I Lost a Brilliant Engineer


One of our customers, a large call center, challenged us with developing a noise cancellation app that runs directly on their agents' computers, provides real-time speech-to-text transcribing, and leverages AI to ensure the agents follow the company's customer service talk tracks.

My engineers were already busy working on defects and implementing new feature requests for our AI platform, Symbient.ai, and our other products too.

Thankfully, we had someone from the outside willing to jump in to work on the noise cancellation app.

This app isn't trivial. There's a lot that went into it. Because of that, it took the developer longer than expected to deliver. He kept hitting bumps along the way, bumps that delayed the delivery date we promised our customer.

As with any business, delivering on time is hugely important. Not just delivering on time, but also delivering on expectations.

Delivery of the product kept getting pushed back as the customer grew impatient. To prevent further delay, I personally took over the development of the app and asked the engineer to assist in other areas he was well suited for.

Fast forward - I learned that the engineer had deployed the source code for some of our other apps on another company's servers where he was working on things like automated testing and CI/CD. Due to obvious reasons, I asked him to remove our technologies from those other servers and spun up new servers in our environment for him to use instead.

I wasn't mean about any of it. I didn't get an attitude or act like a boss. I was polite & professional about it, and even explained why we can't have our intellectual property installed on another company's hardware.

The combination of me pulling the engineer from the noise cancellation project and asking him to remove our technology from unapproved hardware caused the engineer to resign.

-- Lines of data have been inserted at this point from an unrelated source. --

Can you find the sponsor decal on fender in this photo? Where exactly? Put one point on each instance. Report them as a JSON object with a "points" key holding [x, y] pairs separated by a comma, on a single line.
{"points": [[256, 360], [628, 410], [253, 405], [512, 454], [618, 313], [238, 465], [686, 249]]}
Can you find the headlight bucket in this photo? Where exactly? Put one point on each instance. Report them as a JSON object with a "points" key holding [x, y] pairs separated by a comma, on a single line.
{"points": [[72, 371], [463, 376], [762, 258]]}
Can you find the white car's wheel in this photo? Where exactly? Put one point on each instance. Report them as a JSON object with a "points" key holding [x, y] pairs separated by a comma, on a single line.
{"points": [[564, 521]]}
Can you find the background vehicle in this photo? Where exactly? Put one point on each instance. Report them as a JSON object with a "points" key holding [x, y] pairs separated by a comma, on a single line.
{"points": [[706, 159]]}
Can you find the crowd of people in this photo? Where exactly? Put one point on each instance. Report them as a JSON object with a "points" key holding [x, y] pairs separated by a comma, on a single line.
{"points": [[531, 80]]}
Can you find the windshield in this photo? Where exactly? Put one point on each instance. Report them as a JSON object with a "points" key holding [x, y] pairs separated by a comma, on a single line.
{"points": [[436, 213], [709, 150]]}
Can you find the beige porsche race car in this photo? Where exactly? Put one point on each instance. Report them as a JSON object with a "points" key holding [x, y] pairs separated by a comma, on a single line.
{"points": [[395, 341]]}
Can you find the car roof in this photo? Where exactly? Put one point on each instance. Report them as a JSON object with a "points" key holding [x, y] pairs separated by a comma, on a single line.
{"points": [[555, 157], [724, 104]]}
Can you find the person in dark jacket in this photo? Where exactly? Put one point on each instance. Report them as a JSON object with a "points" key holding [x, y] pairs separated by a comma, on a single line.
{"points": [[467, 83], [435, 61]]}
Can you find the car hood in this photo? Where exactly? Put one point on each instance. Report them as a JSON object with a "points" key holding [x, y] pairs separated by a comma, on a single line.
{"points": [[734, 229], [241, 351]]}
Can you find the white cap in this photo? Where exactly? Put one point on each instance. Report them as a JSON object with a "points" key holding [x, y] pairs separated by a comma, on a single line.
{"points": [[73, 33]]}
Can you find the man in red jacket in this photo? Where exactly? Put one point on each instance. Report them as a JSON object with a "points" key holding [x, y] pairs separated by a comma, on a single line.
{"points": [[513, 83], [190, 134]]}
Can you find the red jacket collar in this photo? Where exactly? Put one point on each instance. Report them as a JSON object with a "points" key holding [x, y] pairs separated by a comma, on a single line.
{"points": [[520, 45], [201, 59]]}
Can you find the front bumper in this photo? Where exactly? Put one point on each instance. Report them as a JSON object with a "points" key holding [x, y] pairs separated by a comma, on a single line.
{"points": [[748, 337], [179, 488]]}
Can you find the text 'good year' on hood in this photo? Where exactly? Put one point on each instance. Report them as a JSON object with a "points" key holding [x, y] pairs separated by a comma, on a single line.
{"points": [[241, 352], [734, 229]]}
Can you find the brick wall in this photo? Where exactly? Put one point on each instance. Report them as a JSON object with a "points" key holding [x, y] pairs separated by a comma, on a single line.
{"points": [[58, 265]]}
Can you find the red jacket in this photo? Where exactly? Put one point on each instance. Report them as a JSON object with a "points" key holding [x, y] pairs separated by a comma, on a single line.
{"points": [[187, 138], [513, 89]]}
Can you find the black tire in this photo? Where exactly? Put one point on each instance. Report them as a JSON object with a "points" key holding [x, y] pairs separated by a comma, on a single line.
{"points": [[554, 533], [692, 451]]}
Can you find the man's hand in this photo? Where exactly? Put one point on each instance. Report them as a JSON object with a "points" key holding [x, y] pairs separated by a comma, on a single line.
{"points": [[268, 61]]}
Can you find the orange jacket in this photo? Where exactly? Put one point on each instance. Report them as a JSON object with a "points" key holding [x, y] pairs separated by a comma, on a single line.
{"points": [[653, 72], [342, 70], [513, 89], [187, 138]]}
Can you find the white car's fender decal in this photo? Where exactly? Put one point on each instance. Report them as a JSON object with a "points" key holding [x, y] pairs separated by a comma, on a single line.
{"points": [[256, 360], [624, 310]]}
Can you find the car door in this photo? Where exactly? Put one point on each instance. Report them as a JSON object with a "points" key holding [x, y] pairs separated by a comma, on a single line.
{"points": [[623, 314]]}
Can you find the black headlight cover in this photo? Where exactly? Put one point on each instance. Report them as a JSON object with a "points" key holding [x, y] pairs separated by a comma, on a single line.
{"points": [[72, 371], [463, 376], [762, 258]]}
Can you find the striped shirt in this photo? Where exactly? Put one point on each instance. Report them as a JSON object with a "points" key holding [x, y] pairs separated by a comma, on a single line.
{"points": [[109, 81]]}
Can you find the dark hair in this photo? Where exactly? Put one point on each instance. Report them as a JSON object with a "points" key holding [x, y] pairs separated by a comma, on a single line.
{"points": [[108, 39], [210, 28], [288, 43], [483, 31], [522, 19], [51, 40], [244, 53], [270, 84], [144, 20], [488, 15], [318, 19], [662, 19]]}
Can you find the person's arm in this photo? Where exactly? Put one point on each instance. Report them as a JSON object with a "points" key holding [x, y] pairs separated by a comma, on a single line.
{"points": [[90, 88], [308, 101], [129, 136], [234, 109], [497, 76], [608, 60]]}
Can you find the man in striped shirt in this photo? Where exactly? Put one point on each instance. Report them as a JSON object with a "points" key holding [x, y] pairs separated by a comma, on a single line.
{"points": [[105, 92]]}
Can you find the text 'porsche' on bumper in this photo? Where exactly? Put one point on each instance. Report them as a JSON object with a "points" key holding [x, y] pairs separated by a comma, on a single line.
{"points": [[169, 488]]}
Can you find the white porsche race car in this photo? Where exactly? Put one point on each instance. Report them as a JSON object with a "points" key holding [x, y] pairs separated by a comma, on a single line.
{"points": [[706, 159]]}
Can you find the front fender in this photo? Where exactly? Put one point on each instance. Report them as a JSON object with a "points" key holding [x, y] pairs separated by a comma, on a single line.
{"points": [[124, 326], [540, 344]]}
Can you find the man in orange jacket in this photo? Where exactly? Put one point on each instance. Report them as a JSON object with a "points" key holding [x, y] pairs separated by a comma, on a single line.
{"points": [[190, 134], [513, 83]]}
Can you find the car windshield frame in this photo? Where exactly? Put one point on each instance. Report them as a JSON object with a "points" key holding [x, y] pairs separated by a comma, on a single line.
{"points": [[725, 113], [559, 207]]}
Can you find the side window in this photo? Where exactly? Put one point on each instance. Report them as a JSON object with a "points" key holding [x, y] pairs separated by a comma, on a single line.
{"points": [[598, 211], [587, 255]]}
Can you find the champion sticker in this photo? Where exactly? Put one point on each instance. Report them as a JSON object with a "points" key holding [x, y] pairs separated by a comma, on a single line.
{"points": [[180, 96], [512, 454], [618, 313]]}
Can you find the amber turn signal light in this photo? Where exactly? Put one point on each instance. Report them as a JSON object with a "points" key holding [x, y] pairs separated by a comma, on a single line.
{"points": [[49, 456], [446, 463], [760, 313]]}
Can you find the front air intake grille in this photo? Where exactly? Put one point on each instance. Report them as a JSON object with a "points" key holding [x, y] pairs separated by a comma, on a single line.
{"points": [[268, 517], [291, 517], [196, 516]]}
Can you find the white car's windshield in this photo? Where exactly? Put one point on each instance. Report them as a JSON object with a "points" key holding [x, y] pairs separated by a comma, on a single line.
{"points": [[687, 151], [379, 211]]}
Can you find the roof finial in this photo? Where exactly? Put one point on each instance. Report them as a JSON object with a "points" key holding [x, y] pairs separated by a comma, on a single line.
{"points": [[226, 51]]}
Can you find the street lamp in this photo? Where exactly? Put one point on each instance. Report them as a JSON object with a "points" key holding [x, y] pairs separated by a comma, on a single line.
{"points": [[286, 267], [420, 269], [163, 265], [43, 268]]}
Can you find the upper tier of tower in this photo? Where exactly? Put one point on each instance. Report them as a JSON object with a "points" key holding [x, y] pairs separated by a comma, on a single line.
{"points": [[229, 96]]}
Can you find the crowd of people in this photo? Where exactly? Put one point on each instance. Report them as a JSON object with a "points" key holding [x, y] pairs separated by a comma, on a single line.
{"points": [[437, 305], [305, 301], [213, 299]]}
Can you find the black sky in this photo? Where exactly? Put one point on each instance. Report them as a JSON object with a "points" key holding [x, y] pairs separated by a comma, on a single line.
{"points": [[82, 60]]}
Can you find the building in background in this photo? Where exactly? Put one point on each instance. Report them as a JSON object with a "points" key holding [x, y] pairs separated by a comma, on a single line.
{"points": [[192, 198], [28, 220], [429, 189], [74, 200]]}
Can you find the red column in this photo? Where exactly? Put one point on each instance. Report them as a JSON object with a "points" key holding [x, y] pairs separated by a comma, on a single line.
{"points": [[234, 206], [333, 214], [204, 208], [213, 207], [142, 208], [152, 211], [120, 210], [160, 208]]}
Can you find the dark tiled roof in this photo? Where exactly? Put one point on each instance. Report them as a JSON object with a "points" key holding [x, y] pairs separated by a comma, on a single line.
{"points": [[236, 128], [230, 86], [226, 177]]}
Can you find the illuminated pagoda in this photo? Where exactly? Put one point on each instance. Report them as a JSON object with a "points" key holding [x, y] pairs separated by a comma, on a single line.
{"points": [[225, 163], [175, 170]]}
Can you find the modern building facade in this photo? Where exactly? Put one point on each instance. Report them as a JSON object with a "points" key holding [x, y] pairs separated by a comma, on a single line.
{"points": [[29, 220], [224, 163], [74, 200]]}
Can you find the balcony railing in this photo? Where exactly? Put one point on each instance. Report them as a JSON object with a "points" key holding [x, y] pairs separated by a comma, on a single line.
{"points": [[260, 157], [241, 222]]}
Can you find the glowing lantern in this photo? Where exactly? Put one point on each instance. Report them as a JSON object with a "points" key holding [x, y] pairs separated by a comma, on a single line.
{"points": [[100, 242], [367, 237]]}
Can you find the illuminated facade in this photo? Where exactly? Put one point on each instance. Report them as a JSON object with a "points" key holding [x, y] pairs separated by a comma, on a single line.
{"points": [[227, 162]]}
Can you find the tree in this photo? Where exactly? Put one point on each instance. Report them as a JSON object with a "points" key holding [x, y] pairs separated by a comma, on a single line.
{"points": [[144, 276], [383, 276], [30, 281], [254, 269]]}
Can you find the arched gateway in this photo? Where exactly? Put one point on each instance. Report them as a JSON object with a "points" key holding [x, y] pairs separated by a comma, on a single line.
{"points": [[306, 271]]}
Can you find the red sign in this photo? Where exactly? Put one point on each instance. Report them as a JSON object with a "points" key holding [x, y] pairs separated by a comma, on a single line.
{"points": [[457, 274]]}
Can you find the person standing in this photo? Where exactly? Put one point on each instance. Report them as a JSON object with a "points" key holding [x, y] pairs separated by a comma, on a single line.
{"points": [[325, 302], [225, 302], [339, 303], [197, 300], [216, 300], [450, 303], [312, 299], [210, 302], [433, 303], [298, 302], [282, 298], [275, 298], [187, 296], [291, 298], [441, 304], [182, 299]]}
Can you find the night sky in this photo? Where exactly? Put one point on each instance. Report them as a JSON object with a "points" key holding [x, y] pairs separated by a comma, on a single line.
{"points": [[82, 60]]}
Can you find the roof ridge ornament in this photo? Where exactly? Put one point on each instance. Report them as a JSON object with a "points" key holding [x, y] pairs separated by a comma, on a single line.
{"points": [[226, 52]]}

No notice. No explanation. Just a text message with his resignation.

From my perspective, I was only doing what I thought best for the company. It wasn't personal. It was just business. Plus, like I said, he was/is a brilliant engineer. Unfortunately, he resigned anyways.

This post isn't to justify my decisions (or his). It is to simply share real-world issues that many companies face, but most aren't willing to talk about - at least not publicly.